Les mots du silence

Les mots du silence


J’avais envie de crier, mais je n’y arrivais pas. J’avais envie de rire, mais je n’y arrivais pas. J’avais envie de me lever, mais je n’y arrivais pas.
Seules des larmes arrivaient à s’échapper de mes yeux et je ne savais pourquoi, si ce n’est que j’étais cuite et essorée.
Nous restâmes tous les six en silence.
De longues minutes en silence sans bouger.
Personne n’avait envie de parler et personne n’avait envie de partir non plus. Alors, nous restâmes en présence, sans mots.
Nous ne voulions pas nous quitter ou nous voulions laisser s’étirer ce bardo de silence et continuer à communier ainsi ensemble.
Ce temps suspendu était un pur délice, car j’en mesurais avec humilité son caractère si transitoire et périssable.
Je le sous-pesais pour m’embaumer de sa fragrance magique.
La parole était éjectée. Un nouvel espace s’ouvrait.

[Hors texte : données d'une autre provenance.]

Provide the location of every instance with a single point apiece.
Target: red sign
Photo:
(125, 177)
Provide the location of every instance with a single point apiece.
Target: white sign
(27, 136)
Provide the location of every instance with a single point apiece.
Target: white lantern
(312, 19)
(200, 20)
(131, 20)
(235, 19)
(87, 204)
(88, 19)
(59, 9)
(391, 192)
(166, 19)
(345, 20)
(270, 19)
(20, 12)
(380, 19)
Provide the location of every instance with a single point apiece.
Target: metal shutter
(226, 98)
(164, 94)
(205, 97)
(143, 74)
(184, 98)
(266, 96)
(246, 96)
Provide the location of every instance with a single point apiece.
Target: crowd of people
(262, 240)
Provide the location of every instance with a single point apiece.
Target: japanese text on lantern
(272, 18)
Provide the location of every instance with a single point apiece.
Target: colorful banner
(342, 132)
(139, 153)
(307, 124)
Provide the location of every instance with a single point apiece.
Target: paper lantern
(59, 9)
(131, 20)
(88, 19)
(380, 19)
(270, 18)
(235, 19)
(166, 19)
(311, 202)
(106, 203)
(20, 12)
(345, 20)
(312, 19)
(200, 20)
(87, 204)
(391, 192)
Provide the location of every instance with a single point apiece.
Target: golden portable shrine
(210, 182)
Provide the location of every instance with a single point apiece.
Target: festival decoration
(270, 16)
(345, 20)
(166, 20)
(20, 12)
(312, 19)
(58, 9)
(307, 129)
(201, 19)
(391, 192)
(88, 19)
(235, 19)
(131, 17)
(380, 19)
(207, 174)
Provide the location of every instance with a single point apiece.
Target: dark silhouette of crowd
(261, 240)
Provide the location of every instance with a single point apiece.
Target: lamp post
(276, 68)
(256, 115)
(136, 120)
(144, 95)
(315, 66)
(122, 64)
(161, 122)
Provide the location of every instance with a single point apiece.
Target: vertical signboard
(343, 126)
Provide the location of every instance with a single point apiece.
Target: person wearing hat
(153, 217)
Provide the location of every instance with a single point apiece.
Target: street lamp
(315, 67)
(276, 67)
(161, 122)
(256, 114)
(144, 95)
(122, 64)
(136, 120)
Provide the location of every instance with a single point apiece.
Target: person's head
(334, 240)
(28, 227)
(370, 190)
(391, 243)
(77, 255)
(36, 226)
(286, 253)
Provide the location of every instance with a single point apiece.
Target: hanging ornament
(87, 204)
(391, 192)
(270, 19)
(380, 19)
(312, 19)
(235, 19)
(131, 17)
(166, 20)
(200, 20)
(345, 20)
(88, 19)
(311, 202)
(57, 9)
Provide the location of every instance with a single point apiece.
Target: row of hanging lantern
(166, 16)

Une étrangeté reposante et déroutante à la fois.
La délectation de sentir que le cadeau que l’on vit va bientôt partir et que sa beauté réside en grande partie en cela.
Laisser s’évaporer le ravissement.
Je regardais ce chemin de plus en plus simplement et je m’apercevais alors que j’avais laissé tomber ma démarche en crabe. Vaine tentative pour contrecarrer l’éclat de la béatitude et protéger mon cœur au moment de s’en séparer.

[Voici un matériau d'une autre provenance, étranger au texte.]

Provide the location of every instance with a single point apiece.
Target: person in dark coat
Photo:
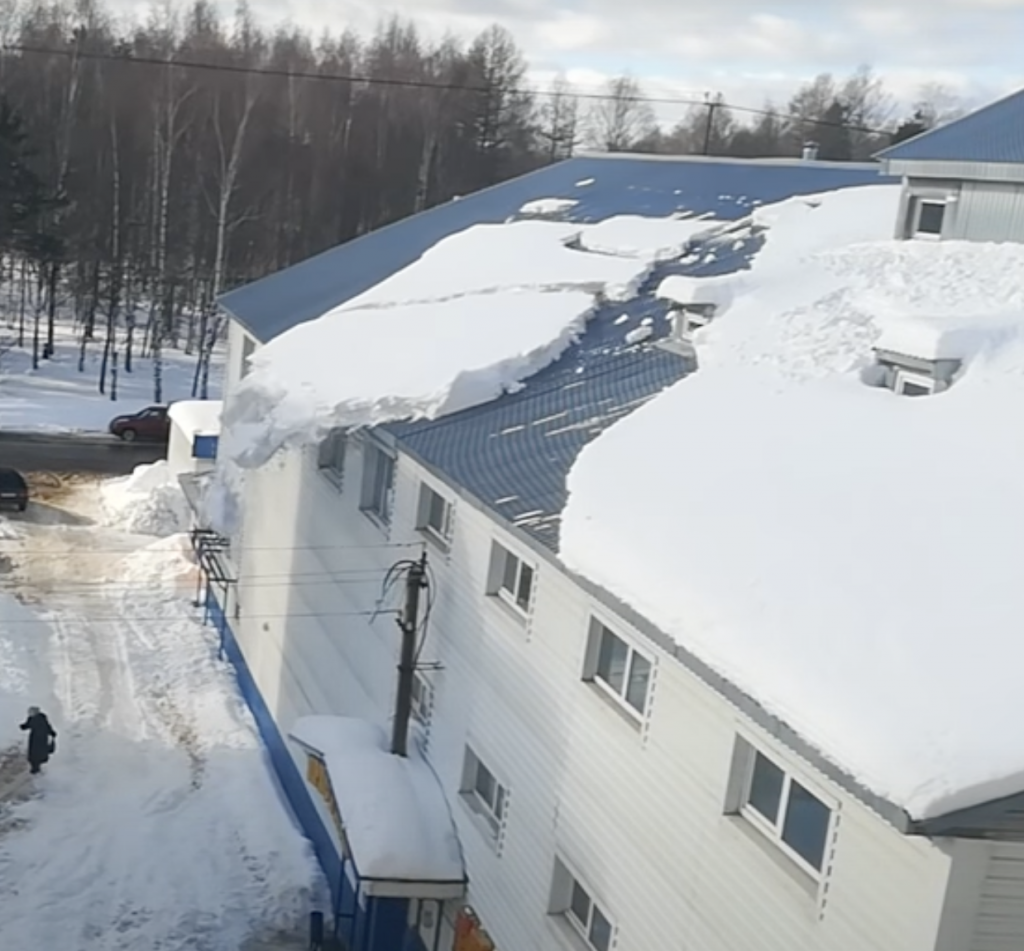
(41, 738)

Que de labeurs que de s’ouvrir, accueillir, respirer et vivre à pleins poumons puis se détacher !
Que de labeurs que de laisser s’évanouir ce qu’on aime.

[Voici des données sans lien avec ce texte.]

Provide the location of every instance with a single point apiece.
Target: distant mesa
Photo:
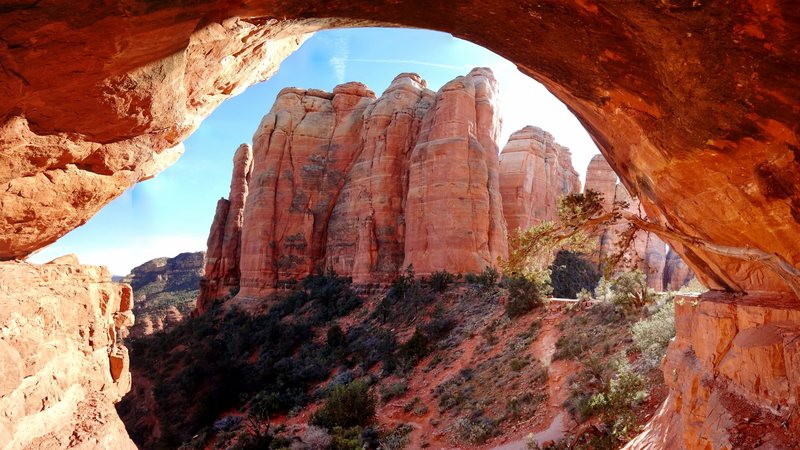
(164, 290)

Des mots, toujours des mots.
Là, les mots m’apparaissaient creux et inessentiels.
Je crois bien que ce fut un régal que de rester les uns à côté des autres sans chercher à combler notre silence. Je dis « je crois bien », car ces quelques minutes brouillent ma vision rationnelle et revêtent l’atmosphère du rêve.
Nous étions déboussolés, mais bel et bien pleins de vie.